India appears to have seized the opportunity to reiterate its long standing claim that many hardcore terrorists and underworld criminals have been sheltered in Pakistan, though publicly ruling out any military adventures inside Pakistan's territory. New Delhi has also underscored the issue of terrorist camps inside Pakistan and its claims that Pakistan used U.S. financial assistance to further its rivalry with India (The Hindu, May 28).
Pakistan has been accused of fomenting militancy in the region through rogue elements in its armed forces and in Pakistan's military intelligence agency, the ISI, which remains a common link among the activities of al-Qaeda, the Taliban, the LeT and a host of terrorist groups nurtured and supported by the agency. In the wake of ongoing revelations by LeT operative David Coleman Headley, it is becoming clear that the ISI provides shelter and covert support for these terrorist organizations to meet its own strategic objectives in Afghanistan and India.

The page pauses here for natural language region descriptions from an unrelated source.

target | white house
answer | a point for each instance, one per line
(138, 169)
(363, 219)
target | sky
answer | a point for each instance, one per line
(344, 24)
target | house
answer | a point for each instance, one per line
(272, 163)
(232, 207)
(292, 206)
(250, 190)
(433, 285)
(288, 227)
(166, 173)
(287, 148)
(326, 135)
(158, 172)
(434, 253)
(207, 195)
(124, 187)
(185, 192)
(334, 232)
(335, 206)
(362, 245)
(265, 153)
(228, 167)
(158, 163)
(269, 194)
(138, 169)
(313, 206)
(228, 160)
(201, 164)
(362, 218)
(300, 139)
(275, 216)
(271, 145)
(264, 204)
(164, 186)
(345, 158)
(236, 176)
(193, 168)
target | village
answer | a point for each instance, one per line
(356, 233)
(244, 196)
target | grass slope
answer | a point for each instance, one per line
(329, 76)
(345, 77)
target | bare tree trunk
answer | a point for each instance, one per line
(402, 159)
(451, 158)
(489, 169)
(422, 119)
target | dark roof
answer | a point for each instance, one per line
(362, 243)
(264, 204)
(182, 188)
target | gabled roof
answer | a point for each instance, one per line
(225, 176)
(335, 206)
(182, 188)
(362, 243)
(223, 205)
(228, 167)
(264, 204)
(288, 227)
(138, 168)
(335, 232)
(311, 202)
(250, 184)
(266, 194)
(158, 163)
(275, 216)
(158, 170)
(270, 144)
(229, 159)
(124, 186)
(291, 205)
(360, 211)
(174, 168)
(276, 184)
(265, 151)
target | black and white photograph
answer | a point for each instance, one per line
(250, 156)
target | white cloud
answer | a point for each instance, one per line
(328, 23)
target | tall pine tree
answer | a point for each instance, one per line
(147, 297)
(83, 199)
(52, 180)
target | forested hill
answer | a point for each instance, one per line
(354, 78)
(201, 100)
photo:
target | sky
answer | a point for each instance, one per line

Meanwhile, the United States has also delivered Pakistan a list of five wanted terrorists that includes Osama bin Laden's deputy Ayman al-Zawahiri, Afghan Taliban chief Mullah Omar, Taliban warlord Sirajuddin Haqqani and al-Qaeda operative Atiya Abdel Rahma (PakTribune [Rawalpindi], May 28).

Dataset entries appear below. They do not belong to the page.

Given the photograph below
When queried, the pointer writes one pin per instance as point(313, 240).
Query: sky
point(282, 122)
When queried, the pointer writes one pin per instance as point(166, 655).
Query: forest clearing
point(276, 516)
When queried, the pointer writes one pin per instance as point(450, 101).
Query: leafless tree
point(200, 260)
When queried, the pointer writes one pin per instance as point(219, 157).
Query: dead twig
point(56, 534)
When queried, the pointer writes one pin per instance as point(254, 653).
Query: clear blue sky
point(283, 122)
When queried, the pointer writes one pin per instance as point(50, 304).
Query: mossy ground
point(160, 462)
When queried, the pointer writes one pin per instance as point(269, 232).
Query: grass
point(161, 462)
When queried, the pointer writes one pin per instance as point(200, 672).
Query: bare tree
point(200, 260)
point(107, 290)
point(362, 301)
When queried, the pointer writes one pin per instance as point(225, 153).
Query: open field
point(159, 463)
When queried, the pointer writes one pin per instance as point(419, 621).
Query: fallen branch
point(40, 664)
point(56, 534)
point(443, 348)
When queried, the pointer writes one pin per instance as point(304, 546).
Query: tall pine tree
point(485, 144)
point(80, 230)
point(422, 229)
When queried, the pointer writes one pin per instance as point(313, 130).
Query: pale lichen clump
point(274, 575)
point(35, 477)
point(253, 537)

Many in Pakistan believe that India is trying to capitalize on the deteriorating situation in Pakistan by putting undue pressure on a country already fighting terrorists for its own survival. Despite the embarrassing errors on the Indian list of terrorist fugitives, the delivery of both the Indian and American lists has put Pakistan in a tight spot regarding international perceptions of its anti-terrorist efforts. The onus is now squarely on Pakistan to determine a means of eliminating its growing reputation as a "terror-sanctuary" in the post Bin Laden era and demonstrate some seriousness in fighting terrorists hiding within its borders.